I love visiting my grandparents; their world is filled with long talks about everything, wonderful stories about the local area, the people there and life in general, with coffee ad libitum, reading the classics, eating traditional Danish food, and relaxing. It's always great. This time, I read Karen Blixen's letters which I can highly recommend!
I caught a little glimpse of a butterfly in the lavenders.
On Monday, I tagged along with my grandmother to her weekly petanque session with some of the other ladies in the little town. After taking a beating, we sat down for a piece of my grandmother's freshly baked spice cake and the inevitable cup of coffee. Plus, I got a fresh load of local gossip.
One night, we had artichokes from my grandfather's little vegetable garden. It was heaven.
We had rosé and had to look up things in the atlas to support our discussion of various things.
My grandparents used to live in a big old house a few metres further down the street. I remember that house from my childhood summers; the garden was huge and my grandfather grew all sorts of vegetables and fruits in his beautiful vegetable garden. When they moved 15 years ago, he took his garden with him - this time in smaller scale in self-built wooden frames. This ensures my grandparents with year round fresh vegetables.

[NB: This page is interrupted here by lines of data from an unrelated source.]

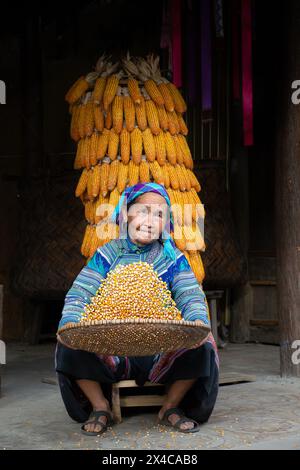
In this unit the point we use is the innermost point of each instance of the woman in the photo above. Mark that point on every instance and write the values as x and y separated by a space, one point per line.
190 375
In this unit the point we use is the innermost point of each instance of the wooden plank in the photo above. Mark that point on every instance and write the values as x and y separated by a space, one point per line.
142 400
235 377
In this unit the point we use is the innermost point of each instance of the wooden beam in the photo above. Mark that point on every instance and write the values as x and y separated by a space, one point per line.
287 192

My grandfather and I took a little trip into Aalborg one of the days to run some errands. I looked at these little colourful houses, and my grandfather - the architect - told me all about local building customs and architecture. I love that.
Just before I took the bus to my mom's in the middle Jutland, my grandmother and I went for a walk in the fields around their house. We looked at corn and talked about some of the local weirdos - my grandmother knows all the good stories.
On Sunday it rained all day, so we got into my grandparents' little car and took a day trip northwest. We drove by endless fields of drenched ripe corn, my grandfather told stories about the parts of the country we drove through, about the nature, the people, the history. We sailed across small sounds in tiny ferries, we had lunch at an old train station, looked at photography by a local artist, and stopped and looked at birds. A truly wonderful trip.
We had a little bit of everything in the old train station in Nykøbing Mors (Belle Epoque, Lystbådehavnen Morsø)
The two behind umbrellas. On our way back home, we drove over 'Vejlerne', a bird reserve where two small cottages made for a lookout post with binoculars and information boards.
I'm spending a few days at my grandparents' house in the Northern Jutland. It's always great fun visiting them, hearing great stories, laughing quite a lot, eating good food and enjoying life in general. I've taken up reading Karen Blixen's letters to her family and it's such a pleasure. Highly recommendable!
There's a heatwave over Copenhagen and the north these days. Granted, it's 30 degrees and therefore nothing compared to what I have endured some summers in Berlin, but in Danish standards it's pretty crazy. So naturally, I crave ice creams and have been through the stock in the freezer. Despite the melting and all, it's pretty great with the blue skies and hearing crickets (!) outside my bedroom window. Again, not the usual scenario in Denmark.
The other day, I met up with Chris and Iben for an afternoon of coffee and talking. First, I had lunch with Chris at hyped Atelier September (Gothersgade 30, Indre By) - it's probably one of the most Instagrammed places in Copenhagen. And it was very photogenic with the French vibe and the beautiful avocado sandwiches on old patterned porcelain. The food was good, too. Outside, Copenhagen was pre-thunder humid and it rained a bit. But we still managed to have a little coffee outside KafBar'9 with Iben before we moved inside.
It was a little too elitist for my taste at Atelier September, yet the décor was nice and the food was tasty, so I won't be surprised if I come back for more...
The lovely ladies between lavender at KafBar'9 (Antonigade 9, Indre By).
The busy architect from Stockholm had to work, and as a non-architect I found it interesting watching her draw incomprehensible (to me) lines like a coded language.
Later, we hit up Vansgaards Antikvariat (Fiolstræde 34, Indre By) hunting for old books, but I didn't find anything. I'm looking for English classics, and it's difficult finding them in English and not Danish.
I had a (staged) reading break in Finn Juhl's famous sofa The Poet.
I don't think I will ever grow tired of looking at Copenhagen's beautiful buildings. The stark blue one in Nansensgade is one of my favourites.